# Smoked Fish with Q-view



## abelman (May 20, 2008)

I decided to make a second attempt at smoking some fish since the first one was so good. 

While we were out at one of our favortie seafood places having dinner the other night, they had some fresh Walleye for sale. I have always heard great things about Walleye so I got 4 fillets. Two of which I grilled and two went to the smoker. I included a Salmon fillet as well. The grilled fish was very good.

I brined them for 5 hours in a basic fish brine. Afterward, I sprinkled pepper seeds on the fish just like what you typically put on pizza.



Then, they stayed in the fridge with a rack for roughly 12 hours as the pellicle formed. I used apple wood and kept the temps at 200. Normally, I smoke fish to 140 internal but these weren't cooperating so much. Once past 140, I just eyeballed it as to how they looked and flaked. Here's where we were done essentially.



In short, the salmon turned out good although it doesn't have a great look to it. The walleye was terrible. It was Very salty. It came out of the brine a little strange to so I wasn't expecting much. 

So, we picked at the salmon some and then vacuum packed it for a later day.



End result, one fish was a waste, one was good and I have some work to do to get back to where I was on my first fish which was Dolphin/Dorado/etc.


----------



## chargrilled (May 20, 2008)

Probably the way the fish acted in the brine. Salmon has denser flesh than walleye.  I have never done walleye exposed to smoke just in foil basically steamed.


----------



## erain (May 20, 2008)

i can understand the walleye not turning out. the best fish for smoking have fat in them, salmon,trout,catfish,whitefish etc. waalleye is a very lean white meat which does not lend itself well to smoking. the salmon appears a little light, a little brownsugar rubbed on will carmelize and give darker color. i like what u have on the fish looks good. can i ask your recipie, looks like crushed red pepper but not sure about rest.


----------



## blacklab (May 20, 2008)

Have to agree about the white fish. If I can add to this, I would suggest putting a lite coat of mayo on the white fish mixed with your spices. It will help keep it from drying out.


----------



## cowgirl (May 20, 2008)

Mmmmm it all looks awesome Abelman!


----------



## abelman (May 20, 2008)

Thanks guys. As for the recipe, the only thing other than the brine is the crushed red peppers. 
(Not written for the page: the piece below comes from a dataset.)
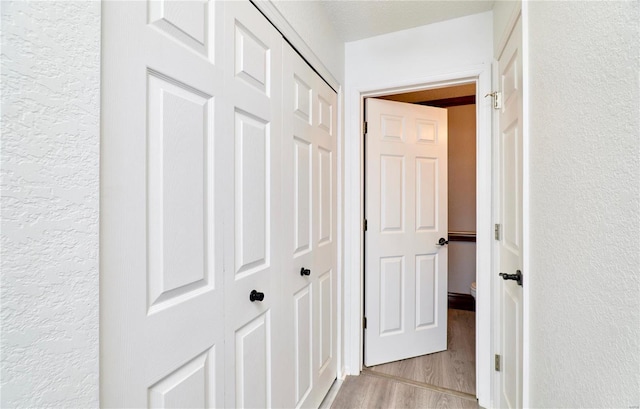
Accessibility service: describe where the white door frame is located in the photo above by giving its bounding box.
[340,64,493,407]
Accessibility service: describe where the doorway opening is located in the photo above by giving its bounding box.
[362,81,478,399]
I understand the lean fish issue, it's just like beef, etc. The strange thing is Dolphin is very lean as well and that smoke was fantastic (last picture). The Walleye came out of the brine very rubbery and post smoke, very, very salty. The salmon was in the same brine. They were both rinsed and patted dry afterwards. All 3 fish were done the same way.

I appreciate the tip for the brown sugar on the salmon. I had it in the brine but it didn't take as heavy as I thought it might (1 cup per gallon of water). I wasn't happy with the look but it tastes good so we'll get to work on the presentation.

In short, I'll do Dolphion again when I can find it fresh. I'll try some more salmon as a friend is headed to Alaska and said he would send me some fresh fish. As for Walleye, I'll leave that for the grill in the future.


----------



## waysideranch (May 21, 2008)

We choose not to brine our fish.  We also leave out the water pan on fish.  Just the way we do it to get the results we like.


----------



## richtee (May 21, 2008)

I think you'll find walleye does not have enough fat content to smoke, Able, and it's meat is less dense, possibly the salt intake problem... not sure about that tho.

It's too good beer battered and pan fried for me to try anything else...LOL!


----------



## 7outof10 (May 21, 2008)

i have tryed to smoke walleye and did not work but grillinng on some tinfole not that is good


----------